But this, again, is not General Artificial Intelligence. In this context Polich discussed the “Turing Test,” in which a human converses with an AI to judge whether they’re talking to another human or not. Polich deemed this an “unbiased double-blind test,” and posited that today’s AIs have not passed it.
He also introduced the term ASI — “Artificial Super Intelligence,” which would be able to do, well, everything. Unlike any human. There’s some concern that such an entity could wreak havoc with our economies, our cultures, etc. But Polich deemed that threat far distant, expressing more concern about mis-use of AI in human hands, for example to wage bioterrorism, or create fake news, even personalized for the recipient. Yet he cited nuclear weapons, which we’ve had for decades without using.

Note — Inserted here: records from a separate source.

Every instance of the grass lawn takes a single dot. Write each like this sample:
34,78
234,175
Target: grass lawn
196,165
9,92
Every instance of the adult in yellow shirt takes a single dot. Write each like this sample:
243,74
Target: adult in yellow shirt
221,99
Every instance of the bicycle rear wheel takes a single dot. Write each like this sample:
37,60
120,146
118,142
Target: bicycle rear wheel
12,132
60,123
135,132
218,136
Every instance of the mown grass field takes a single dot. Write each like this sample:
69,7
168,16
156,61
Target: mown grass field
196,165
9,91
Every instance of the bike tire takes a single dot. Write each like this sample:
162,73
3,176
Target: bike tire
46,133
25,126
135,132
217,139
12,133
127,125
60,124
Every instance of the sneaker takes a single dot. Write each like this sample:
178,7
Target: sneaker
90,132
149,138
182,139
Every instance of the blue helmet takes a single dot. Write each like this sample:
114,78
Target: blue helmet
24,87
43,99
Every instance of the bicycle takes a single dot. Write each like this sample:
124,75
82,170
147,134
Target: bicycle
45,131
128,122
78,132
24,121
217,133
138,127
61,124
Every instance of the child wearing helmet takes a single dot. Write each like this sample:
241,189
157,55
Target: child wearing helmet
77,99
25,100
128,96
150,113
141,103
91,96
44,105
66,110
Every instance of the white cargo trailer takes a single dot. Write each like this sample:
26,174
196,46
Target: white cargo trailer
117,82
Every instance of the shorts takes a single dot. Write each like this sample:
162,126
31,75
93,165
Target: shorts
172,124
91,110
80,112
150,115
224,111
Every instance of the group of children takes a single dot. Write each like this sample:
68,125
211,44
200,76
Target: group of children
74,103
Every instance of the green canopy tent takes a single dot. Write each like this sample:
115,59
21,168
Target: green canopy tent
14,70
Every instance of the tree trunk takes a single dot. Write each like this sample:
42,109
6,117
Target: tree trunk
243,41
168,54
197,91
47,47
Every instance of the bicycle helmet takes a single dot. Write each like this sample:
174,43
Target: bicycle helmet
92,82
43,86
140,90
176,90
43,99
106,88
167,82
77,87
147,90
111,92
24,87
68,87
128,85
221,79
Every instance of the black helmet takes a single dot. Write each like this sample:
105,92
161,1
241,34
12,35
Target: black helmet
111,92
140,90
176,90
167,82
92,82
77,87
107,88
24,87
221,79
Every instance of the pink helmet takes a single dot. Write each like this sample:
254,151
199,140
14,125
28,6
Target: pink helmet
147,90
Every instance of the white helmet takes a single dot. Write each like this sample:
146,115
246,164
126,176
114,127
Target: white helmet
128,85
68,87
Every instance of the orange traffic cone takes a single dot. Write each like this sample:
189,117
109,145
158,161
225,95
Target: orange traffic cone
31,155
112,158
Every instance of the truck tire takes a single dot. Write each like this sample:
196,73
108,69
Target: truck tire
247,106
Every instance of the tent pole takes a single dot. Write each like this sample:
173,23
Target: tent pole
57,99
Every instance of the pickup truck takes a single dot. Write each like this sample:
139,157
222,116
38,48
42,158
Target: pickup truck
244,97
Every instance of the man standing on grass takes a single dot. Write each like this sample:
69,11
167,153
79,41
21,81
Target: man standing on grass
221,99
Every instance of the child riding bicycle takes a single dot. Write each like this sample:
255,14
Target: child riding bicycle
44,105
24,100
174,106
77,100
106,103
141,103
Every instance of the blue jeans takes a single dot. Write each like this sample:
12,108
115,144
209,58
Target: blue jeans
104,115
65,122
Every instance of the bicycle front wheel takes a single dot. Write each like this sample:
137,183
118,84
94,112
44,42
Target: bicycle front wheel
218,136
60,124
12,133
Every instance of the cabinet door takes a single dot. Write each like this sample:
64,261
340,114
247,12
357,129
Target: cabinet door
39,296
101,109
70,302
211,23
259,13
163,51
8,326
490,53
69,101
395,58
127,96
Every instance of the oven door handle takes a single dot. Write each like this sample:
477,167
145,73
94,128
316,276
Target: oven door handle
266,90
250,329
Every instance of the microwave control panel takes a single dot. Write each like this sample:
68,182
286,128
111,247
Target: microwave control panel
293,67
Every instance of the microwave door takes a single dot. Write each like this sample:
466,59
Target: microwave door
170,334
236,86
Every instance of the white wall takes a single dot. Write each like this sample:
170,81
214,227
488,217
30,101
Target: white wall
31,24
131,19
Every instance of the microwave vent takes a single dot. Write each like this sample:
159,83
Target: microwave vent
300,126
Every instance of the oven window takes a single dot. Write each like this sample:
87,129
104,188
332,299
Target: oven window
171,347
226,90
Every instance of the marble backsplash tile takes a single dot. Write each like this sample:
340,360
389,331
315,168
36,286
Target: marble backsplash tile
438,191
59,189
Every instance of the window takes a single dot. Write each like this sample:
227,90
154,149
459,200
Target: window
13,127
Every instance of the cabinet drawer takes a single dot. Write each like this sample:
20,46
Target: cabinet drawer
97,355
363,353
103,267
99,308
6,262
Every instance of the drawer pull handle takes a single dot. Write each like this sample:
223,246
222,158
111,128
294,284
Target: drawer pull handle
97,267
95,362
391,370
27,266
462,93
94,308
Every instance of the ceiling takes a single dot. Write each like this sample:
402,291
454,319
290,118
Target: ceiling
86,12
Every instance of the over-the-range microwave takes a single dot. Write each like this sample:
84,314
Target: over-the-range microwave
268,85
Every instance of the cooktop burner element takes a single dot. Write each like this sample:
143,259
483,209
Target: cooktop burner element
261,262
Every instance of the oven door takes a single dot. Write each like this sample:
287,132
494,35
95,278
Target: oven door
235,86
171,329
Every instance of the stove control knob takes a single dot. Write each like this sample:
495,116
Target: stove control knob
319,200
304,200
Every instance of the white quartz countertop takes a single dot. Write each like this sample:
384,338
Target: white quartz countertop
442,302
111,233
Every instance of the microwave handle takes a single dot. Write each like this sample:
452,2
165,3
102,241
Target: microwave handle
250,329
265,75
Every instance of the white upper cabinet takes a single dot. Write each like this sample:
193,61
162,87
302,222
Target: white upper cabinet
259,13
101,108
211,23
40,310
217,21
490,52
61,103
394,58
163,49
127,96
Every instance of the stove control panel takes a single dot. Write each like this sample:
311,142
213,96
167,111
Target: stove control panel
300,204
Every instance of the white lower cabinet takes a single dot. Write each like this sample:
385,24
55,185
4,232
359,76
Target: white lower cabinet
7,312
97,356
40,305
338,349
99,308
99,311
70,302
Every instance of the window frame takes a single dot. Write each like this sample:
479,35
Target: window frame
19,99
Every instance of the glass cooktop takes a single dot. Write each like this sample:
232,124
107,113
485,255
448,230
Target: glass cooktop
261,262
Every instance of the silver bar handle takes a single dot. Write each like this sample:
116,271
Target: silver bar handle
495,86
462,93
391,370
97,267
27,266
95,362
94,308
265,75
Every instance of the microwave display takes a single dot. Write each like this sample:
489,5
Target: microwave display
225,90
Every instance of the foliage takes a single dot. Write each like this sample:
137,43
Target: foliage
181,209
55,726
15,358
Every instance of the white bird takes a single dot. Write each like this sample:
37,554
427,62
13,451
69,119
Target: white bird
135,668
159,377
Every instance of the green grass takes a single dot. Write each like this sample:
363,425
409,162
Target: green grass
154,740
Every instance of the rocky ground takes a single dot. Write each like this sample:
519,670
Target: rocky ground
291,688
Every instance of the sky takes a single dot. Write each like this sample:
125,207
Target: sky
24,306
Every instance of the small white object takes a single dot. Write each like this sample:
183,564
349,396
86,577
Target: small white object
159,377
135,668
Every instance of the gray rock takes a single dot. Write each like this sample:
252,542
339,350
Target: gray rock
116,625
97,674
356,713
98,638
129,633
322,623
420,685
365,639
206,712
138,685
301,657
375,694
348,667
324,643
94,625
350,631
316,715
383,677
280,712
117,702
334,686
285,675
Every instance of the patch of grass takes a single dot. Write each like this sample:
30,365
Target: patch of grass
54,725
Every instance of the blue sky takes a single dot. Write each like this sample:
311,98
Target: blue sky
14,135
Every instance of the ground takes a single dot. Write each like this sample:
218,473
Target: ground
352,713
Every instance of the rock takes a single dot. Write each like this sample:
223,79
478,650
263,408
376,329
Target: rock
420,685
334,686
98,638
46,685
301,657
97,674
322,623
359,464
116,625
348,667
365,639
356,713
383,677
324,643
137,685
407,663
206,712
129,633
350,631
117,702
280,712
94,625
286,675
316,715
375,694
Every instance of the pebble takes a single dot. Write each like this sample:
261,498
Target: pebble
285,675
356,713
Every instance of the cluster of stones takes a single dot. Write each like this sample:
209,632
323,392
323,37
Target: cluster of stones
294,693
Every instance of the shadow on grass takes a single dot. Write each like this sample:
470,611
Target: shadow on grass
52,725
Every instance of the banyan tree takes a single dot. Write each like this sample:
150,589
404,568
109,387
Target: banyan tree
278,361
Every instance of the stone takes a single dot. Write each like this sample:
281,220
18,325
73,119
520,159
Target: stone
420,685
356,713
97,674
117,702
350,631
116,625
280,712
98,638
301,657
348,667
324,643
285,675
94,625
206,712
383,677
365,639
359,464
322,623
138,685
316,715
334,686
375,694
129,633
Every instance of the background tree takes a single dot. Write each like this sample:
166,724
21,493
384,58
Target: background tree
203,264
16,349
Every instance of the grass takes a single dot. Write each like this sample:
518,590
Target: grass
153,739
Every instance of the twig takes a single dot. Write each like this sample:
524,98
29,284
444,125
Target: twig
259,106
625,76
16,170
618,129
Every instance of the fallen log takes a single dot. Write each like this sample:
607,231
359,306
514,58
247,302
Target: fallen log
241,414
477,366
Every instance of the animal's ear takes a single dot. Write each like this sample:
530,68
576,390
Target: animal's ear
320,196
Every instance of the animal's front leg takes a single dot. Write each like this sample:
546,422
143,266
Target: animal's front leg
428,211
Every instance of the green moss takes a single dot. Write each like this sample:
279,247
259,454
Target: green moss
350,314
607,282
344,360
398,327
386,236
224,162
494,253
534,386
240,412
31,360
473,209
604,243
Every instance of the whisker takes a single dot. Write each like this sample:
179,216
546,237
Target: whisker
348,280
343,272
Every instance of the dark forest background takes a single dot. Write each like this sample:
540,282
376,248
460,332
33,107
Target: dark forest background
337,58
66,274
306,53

He meanwhile put forth a list of ways in which AI differs importantly from humans. Like, no embodiment — many researchers posit that our human consciousness is not just a matter of what goes on in our brains, but their connection with our bodies is highly important. Similarly, AI has no pain, no emotions, no motivations. However, those could be emergent properties that arise from neuron-like information processing. Indeed, many theorize that that’s how our own consciousness originates.
Polich concluded by voicing his view that, with AI, we’re not engaged in building a staircase to the Moon — we’re building a rocket.